Pourquoi cette faveur ? Pourquoi ce privilège ?

Et si je vous disais à mon tour, gens du Nord,

Que c’est vous qui pour nous semblez l’avoir très fort

Que nous disons de vous, du Rhône à la Gironde,

« Ces gens là n’ont pas le parler de tout le monde ! »

Et que, tout dépendant de la façon de voir,

Ne pas avoir l’accent, pour nous, c’est en avoir…

Eh bien non ! je blasphème ! Et je suis las de feindre !

Ceux qui n’ont pas d’accent, je ne puis que les plaindre !

Emporter de chez soi les accents familiers,

C’est emporter un peu sa terre à ses souliers,

Emporter son accent d’Auvergne ou de Bretagne,

C’est emporter un peu sa lande ou sa montagne !

Lorsque, loin du pays, le cœur gros, on s’enfuit,

L’accent ? Mais c’est un peu le pays qui vous suit !

C’est un peu, cet accent, invisible bagage,

Le parler de chez soi qu’on emporte en voyage !

C’est pour les malheureux à l’exil obligés,

Le patois qui déteint sur les mots étrangers !

Avoir l’accent enfin, c’est, chaque fois qu’on cause,

Parler de son pays en parlant d’autre chose !…

Non, je ne rougis pas de mon fidèle accent !

Je veux qu’il soit sonore, et clair, retentissant !

Et m’en aller tout droit, l’humeur toujours pareille,

En portant mon accent fièrement sur l’oreille !

Mon accent!
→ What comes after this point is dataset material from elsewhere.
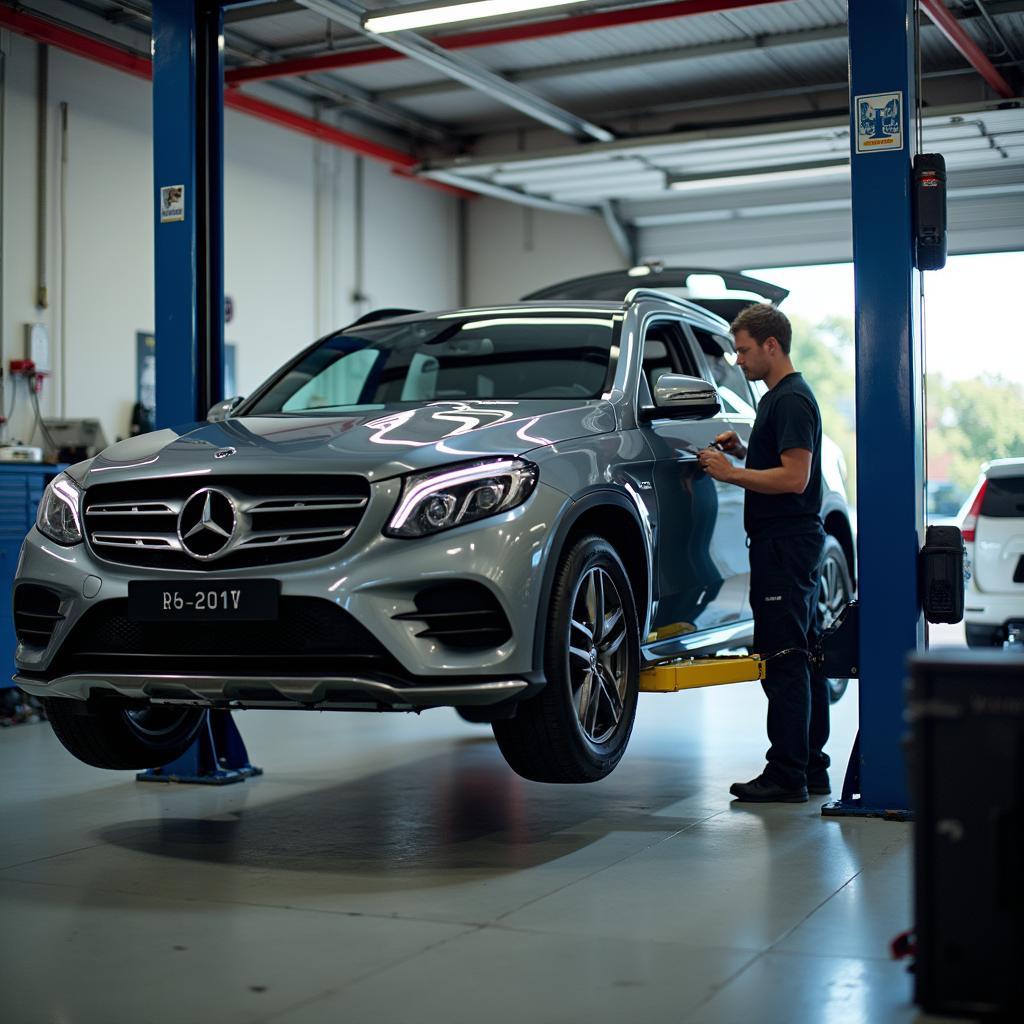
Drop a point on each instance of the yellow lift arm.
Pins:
(668, 677)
Il faudrait l’écouter à genoux !

Il nous fait emporter la Provence avec nous,

Et fait chanter sa voix dans tous mes bavardages

Comme chante la mer au fond des coquillages !

Ecoutez! En parlant, je plante le décor

Du torride Midi dans les brumes du Nord !
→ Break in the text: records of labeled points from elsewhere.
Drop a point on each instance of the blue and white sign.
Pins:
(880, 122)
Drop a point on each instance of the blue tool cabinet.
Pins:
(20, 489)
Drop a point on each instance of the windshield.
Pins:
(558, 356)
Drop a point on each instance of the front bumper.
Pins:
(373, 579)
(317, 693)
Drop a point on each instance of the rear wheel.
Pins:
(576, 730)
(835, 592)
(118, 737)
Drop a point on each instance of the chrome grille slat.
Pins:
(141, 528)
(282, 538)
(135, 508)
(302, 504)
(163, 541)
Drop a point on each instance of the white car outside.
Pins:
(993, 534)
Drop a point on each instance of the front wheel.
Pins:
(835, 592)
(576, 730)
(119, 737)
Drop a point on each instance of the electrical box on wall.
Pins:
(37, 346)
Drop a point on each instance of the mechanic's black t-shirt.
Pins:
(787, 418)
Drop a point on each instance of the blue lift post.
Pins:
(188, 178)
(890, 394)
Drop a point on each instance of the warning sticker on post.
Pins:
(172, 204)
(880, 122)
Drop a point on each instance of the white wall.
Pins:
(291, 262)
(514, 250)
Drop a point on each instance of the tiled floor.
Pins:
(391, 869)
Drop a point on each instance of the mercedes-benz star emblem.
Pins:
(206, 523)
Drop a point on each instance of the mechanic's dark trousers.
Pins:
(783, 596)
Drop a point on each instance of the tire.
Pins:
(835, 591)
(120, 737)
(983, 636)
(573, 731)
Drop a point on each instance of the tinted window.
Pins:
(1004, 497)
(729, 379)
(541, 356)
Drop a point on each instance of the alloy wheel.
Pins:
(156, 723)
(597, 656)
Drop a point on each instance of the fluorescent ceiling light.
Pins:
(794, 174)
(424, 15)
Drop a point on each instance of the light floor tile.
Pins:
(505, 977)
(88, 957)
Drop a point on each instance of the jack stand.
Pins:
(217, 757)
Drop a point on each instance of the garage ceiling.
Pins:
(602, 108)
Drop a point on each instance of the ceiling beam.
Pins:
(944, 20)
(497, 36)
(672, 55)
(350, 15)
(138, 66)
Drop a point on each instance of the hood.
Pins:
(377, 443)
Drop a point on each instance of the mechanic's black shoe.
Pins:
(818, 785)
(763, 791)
Mon accent porte en soi d’adorables mélanges

D’effluves d’orangers et de parfum d’oranges;

Il évoque à la fois les feuillages bleu-gris

De nos chers oliviers aux vieux troncs rabougris,

Et le petit village où les treilles splendides

Éclaboussent de bleu les blancheurs des bastides !
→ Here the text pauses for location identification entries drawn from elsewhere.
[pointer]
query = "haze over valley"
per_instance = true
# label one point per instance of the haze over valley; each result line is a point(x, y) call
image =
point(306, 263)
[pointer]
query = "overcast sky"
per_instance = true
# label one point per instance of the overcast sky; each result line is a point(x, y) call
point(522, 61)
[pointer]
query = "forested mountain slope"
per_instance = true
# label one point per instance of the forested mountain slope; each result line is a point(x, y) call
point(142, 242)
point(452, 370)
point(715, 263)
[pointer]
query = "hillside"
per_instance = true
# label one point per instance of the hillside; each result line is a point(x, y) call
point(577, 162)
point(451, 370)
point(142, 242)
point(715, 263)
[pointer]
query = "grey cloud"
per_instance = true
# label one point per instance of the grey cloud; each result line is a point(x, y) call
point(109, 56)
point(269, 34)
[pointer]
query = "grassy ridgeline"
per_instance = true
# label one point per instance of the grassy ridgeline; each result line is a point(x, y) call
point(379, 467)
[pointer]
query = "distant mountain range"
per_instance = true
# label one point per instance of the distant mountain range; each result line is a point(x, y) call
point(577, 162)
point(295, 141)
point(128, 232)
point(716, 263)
Cet accent-là, mistral, cigale et tambourin,

A toutes mes chansons donne un même refrain,

Et quand vous l’entendez chanter dans ma parole

Tous les mots que je dis dansent la farandole !

Miguel Zamacoïs (1866-1955)

 

L’été 1951 (juste après le tournage de Don Camillo)

voit la sortie d’un disque « recueil » de chansons de Fernandel.

Au verso de la pochette du disque, on trouvera

un des plus beaux poèmes jamais enregistrés

par le comédien,

extrait de « La fleur merveilleuse »,

et dont Miguel Zamacoïs  est l’auteur.